Les villes informelles d’Afrique ont besoin de plus que d’infrastructures vertes pour résister aux effets du changement climatique

« Même lorsqu’il ne pleut pas, nous devons être sur nos gardes et à l’affût, car la rivière Odaw se gonfle rapidement avec les eaux de crue en amont, qui peuvent soudainement s’écouler dans notre maison et le marché sans avertissement..”

Cette lamentation, d’une commerçante du marché d’Accra, au Ghana, incarne l’anxiété qui imprègne l’existence quotidienne de ceux qui travaillent et vivent dans des conditions informelles dans les villes africaines, une anxiété qui ne fera que s’aggraver à mesure que les événements météorologiques extrêmes déclenchés par le changement climatique s’aggravent. commun en Afrique. En tant que région du monde à l’urbanisation la plus rapide, les villes africaines se développent en raison à la fois de la migration et de la croissance démographique nationale, mais la fourniture d’emplois, de services et de logements durables n’a pas suivi le rythme. Par conséquent, 65% de l’emploi total en Afrique se trouve dans le secteur informel, fournissant des services tels que la vente au détail à petite échelle, la réparation, la coiffure et la couture sur les marchés en plein air ou à domicile. Environ 56 % des résidents urbains, soit le double de la moyenne mondiale, vivent dans des taudis, définis comme le manque de logements durables, un accès inabordable à l’eau potable et à un assainissement adéquat, l’insécurité d’occupation et un espace de vie insuffisant.

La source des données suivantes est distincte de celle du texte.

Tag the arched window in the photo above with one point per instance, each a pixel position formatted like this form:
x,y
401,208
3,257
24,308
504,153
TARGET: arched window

La ville informelle – vue ici comme les poches d’une ville dominée par les bidonvilles et le travail du secteur informel – est particulièrement vulnérable aux impacts du changement climatique pour plusieurs raisons. Premièrement, des précipitations de forte intensité peuvent inonder les maisons et les lieux de travail, endommager les biens et augmenter l’exposition aux maladies d’origine hydrique. L’excès de chaleur peut contribuer à l’effet « d’îlot de chaleur urbain » par lequel l’absorption de chaleur par les surfaces bâties peut mettre en danger la santé de ceux qui travaillent et vivent dans des maisons et des marchés mal ventilés. Troisièmement, une sécheresse accrue peut compromettre l’approvisionnement en eau, aggravant les risques d’incendie dans les marchés et les bidonvilles tout en réduisant les ressources hydroélectriques et exacerbant ainsi les pénuries d’électricité, ce qui nuit aux entreprises informelles. Quatrièmement, l’élévation du niveau de la mer et des marées augmentera les inondations dans les zones côtières de faible altitude de l’Afrique où la croissance démographique augmentera au cours de la prochaine décennie. Pourtant, les plans d’action nationaux sur le changement climatique (NCCAP) préparés par les gouvernements africains ont tendance à négliger les menaces qui pèsent sur les communautés vivant et travaillant dans des environnements informels.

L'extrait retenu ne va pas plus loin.